Menggeluti sastra sama halnya menikmati dunia imajinasi yang diformulasikan dari kehidupan realitas.
Pesan yang termuat dalam sastra itu dapat mengejewantahkan kekuatan naluriah penulis untuk diinterpretasikan oleh
pembaca. Di sinilah kekuatan sastra itu terbentuk nilai-nilai yang amat perlu diterjemahkan dalam kehidupan realitas.
Pada tataran menikmati sastra tidak dapat sekadar membaca sastra itu saja, melainkan dengan kekuatan penafsiran
oleh pembaca. Oleh sebab itu, pembaca harus memiliki kemampuan apresiasi intrinsik maupun ekstrinsik untuk
mengupas makna yang terknadung dalam sastra itu. Merujuk hal itu, pembelajaran sastra itu perlu apresiatif agar
penguatan kontemplasi atau renungan siswa terhadap teks-teks sastra tidak sampai pada aktualiasi (Saidi, 2017).
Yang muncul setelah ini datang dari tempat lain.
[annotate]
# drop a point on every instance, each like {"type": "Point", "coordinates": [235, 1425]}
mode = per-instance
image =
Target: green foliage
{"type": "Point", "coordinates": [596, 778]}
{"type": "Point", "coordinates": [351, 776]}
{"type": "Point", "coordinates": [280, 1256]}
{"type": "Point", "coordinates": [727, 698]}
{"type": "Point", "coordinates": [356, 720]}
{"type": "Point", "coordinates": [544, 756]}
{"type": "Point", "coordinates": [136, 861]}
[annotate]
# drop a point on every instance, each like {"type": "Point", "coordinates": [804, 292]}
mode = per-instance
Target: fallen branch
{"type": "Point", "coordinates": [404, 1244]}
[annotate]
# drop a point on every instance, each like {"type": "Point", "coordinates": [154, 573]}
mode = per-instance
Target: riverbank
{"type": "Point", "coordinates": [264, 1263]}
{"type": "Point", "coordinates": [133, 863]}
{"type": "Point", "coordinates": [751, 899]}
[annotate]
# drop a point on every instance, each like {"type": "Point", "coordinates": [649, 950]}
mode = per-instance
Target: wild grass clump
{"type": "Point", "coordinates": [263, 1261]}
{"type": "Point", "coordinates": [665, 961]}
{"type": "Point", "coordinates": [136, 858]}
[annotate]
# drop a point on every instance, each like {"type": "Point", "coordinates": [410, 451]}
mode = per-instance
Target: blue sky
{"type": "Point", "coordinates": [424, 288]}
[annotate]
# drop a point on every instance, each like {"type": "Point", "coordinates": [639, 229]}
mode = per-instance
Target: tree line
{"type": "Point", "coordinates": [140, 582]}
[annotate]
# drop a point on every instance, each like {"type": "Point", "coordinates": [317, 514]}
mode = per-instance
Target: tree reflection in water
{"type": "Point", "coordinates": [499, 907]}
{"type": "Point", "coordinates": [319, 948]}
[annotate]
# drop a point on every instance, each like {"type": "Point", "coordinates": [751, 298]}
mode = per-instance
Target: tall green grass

Penekanan bagi siswa adalah kemampuan menumbuhkan cinta terhadap sastra, memahami perbedaan dunia imajinasi
dengan dunia nyata, dan mampu merefleksikan sastra sebagai ide atau gagasan untuk diterapkan secara realitas.
Pembelajaran sastra lebih mengarah ke literasi sastra secara kritis yang diimplementasikan kemampuan siswa
secara kritis dampak sastra yang dibacanya. Siswa hendaknya mampu menguasai teori-teori sastra yang mumpuni
sebelum melakukan interpretasi sastra, agar hasil interpretasi tersebut sesuai dengan tujuan sastra diproduksi. Teori
sastra erat hubungannya dengan kritik sastra yang dibalut dengan pengalaman batin oleh penulis sastra. Sastra tidak
lahir dari rahim penulis tanpa ada pengalaman batin dan pengalaman lahir. Hal inilah sastra memiliki kekuatan batin
dan lahir yang dapat menularkan konsep-konsep sastra yang baik. Dalam hal ini, pengalaman batin penulis sastra itu
telah dipikirkans secara matang, diremukkan, dan diformulasikan dalam bentuk sastra, baik itu novel, puisi, dan drama.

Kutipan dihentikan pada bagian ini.